A really good reason to detect all with HIV and treat us all as soon as possible!!!


5./Women’s HIV Network in Cornwall

I started this because as a women with HIV I was not able to talk to a single woman with HIV when I was first diagnosed – KPS Kernow Positive Support is doing a wonderful job in trying to support people with HIV but they understand that women with HIV find it harder to come forward than men of all sexual orientation – many have jobs , many have children in primary and secondary school – and therefore women with HIV are the most unsupported group.

Many groups exist for men up and down the country but only one for women – Positive Women – in London
But if you live in Cornwall accessing their services except by phone and email is impossible.

Therefore KPS are trying to look for funding to start this woman and peer support network.
It is badly needed especially when you are fist diagnosed. I wanted desperately to speak to another woman with HIV when I was first diagnosed but just could not find anyone I could speak to even on the phone.

I have spoken now to a few and met a couple face to face thought trying to start this network and hope this will expand in the future.

If nothing else I hope it will be their for women when they are fist diagnosed and that we can do some education in raising awareness amongst women – especially older women - about HIV.

6./Should HIV be treated in a GU clinic?

It is not treated in GU clinics in every part of the UK, but it is in Cornwall. If you can travel to bigger towns Plymouth, Exeter, Bristol, London you may be treated elsewhere in more appropriate surroundings and with complimentary medicine and therapies and counselling offered as routine but the clinic itself.

It is not in Cornwall. KPS does offer counselling etc but not the NHS GU Clinic!!! If you can afford to go privately you may get this but not if you can not.

I personally think this is so very inappropriate. So do most people living with HIV - Why?

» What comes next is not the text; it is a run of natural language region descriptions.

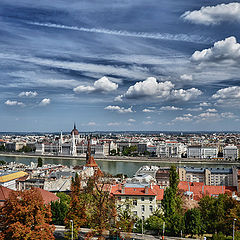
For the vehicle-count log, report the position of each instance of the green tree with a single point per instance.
(172, 205)
(40, 162)
(25, 217)
(193, 222)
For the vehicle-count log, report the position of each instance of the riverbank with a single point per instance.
(125, 159)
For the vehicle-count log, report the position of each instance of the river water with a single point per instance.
(112, 167)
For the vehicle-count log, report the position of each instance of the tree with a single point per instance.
(172, 205)
(25, 217)
(193, 222)
(77, 209)
(40, 162)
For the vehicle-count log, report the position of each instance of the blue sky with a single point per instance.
(119, 65)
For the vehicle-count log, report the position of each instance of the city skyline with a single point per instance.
(123, 66)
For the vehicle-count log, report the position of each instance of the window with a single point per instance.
(151, 208)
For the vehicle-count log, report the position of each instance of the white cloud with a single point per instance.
(212, 15)
(195, 109)
(227, 51)
(103, 85)
(45, 102)
(28, 94)
(118, 98)
(170, 108)
(91, 124)
(13, 103)
(211, 110)
(131, 120)
(228, 115)
(186, 95)
(148, 110)
(148, 122)
(149, 88)
(119, 109)
(186, 77)
(226, 93)
(114, 124)
(204, 104)
(183, 119)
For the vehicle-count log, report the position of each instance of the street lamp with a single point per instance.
(234, 226)
(71, 221)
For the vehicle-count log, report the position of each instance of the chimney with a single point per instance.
(146, 189)
(123, 189)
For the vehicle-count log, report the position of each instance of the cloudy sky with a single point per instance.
(119, 65)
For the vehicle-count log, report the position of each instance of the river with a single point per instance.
(112, 167)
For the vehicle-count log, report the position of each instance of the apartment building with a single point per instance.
(145, 199)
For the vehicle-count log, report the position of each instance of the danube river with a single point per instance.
(112, 167)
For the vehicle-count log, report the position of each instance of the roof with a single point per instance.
(4, 194)
(6, 177)
(47, 196)
(138, 191)
(200, 190)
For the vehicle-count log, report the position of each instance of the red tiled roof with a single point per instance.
(47, 196)
(4, 194)
(199, 189)
(131, 191)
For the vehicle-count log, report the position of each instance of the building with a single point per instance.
(8, 178)
(230, 152)
(209, 176)
(145, 199)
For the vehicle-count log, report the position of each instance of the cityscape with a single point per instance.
(119, 120)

  • All other sexually transmitted diseases are curable or at the least not life threatening theses days.
  • HIV is life threatening and affects your whole life and your whole body
  • HIV does not affect the genitals at all in most people
  • The only similarity to other STDs is it is transmitted often sexually

Further:

  1. Most other people with other STDs will only go to a GU clinic for a week or two – if you have HIV you will be going there for the rest of your life !!
  2. The facilities offered in a GU clinic are not suitable for people with a life threatening and lifetime illness for which they will have to be on medication for the rest of their lives
  3. I, and others with HIV, could be still sitting in that GU waiting room regularly at 80 years old – this is not appropriate.
  4. And it is medication that can often have both short and long term side effects which can also be life changing or life threatening
  5. Prescribing for people with HIV and looking after people living with HIV- both HIV meds and other medications for other conditions we can get - is a very specialised branch of medicine . It should not be done in any 'general' clinic!!



In Cornwall I would like to see something like the Mermaid centre for people with HIV

I know this is may be impossible but I can have hopes and this to aim for.